Shallow Features Guide Unsupervised Domain Adaptation for Semantic Segmentation at Class Boundaries
This work addresses the challenge of obtaining sharp segmentation masks in unsupervised domain adaptation for semantic segmentation, which is important for applications like autonomous driving, but it appears incremental as it builds on existing adaptation frameworks.
The paper tackles the problem of domain shift in semantic segmentation, particularly at class boundaries, by introducing a low-level adaptation strategy and a data augmentation method for self-training, resulting in improved sharpness of segmentation masks.

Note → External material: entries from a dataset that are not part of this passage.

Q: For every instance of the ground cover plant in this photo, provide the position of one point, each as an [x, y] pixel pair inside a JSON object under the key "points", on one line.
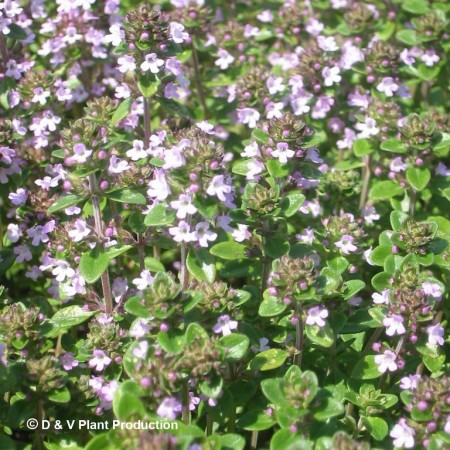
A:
{"points": [[227, 216]]}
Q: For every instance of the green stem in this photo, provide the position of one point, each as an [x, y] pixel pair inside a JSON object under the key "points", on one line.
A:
{"points": [[106, 287], [366, 180], [209, 424], [184, 274], [198, 81], [299, 329], [186, 415], [254, 440]]}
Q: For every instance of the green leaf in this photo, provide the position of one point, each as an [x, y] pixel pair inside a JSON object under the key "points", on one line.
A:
{"points": [[236, 345], [366, 369], [148, 85], [228, 250], [362, 147], [287, 440], [256, 420], [379, 254], [201, 265], [16, 32], [271, 307], [260, 136], [70, 316], [231, 441], [269, 359], [172, 341], [60, 396], [127, 196], [159, 215], [385, 189], [352, 287], [408, 37], [418, 177], [393, 145], [126, 403], [65, 202], [135, 307], [291, 203], [93, 264], [378, 428], [328, 407], [321, 336], [121, 112], [415, 6], [277, 169], [276, 247]]}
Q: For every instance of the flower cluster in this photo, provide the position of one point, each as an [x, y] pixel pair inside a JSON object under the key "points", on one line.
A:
{"points": [[231, 215]]}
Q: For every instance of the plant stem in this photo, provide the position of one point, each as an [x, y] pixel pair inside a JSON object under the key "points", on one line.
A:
{"points": [[209, 424], [267, 265], [3, 50], [366, 172], [299, 341], [186, 416], [184, 274], [254, 440], [141, 251], [147, 124], [198, 81], [99, 229]]}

Although deep neural networks have achieved remarkable results for the task of semantic segmentation, they usually fail to generalize towards new domains, especially when performing synthetic-to-real adaptation. Such domain shift is particularly noticeable along class boundaries, invalidating one of the main goals of semantic segmentation that consists in obtaining sharp segmentation masks. In this work, we specifically address this core problem in the context of Unsupervised Domain Adaptation and present a novel low-level adaptation strategy that allows us to obtain sharp predictions. Moreover, inspired by recent self-training techniques, we introduce an effective data augmentation that alleviates the noise typically present at semantic boundaries when employing pseudo-labels for self-training. Our contributions can be easily integrated into other popular adaptation frameworks, and extensive experiments show that they effectively improve performance along class boundaries.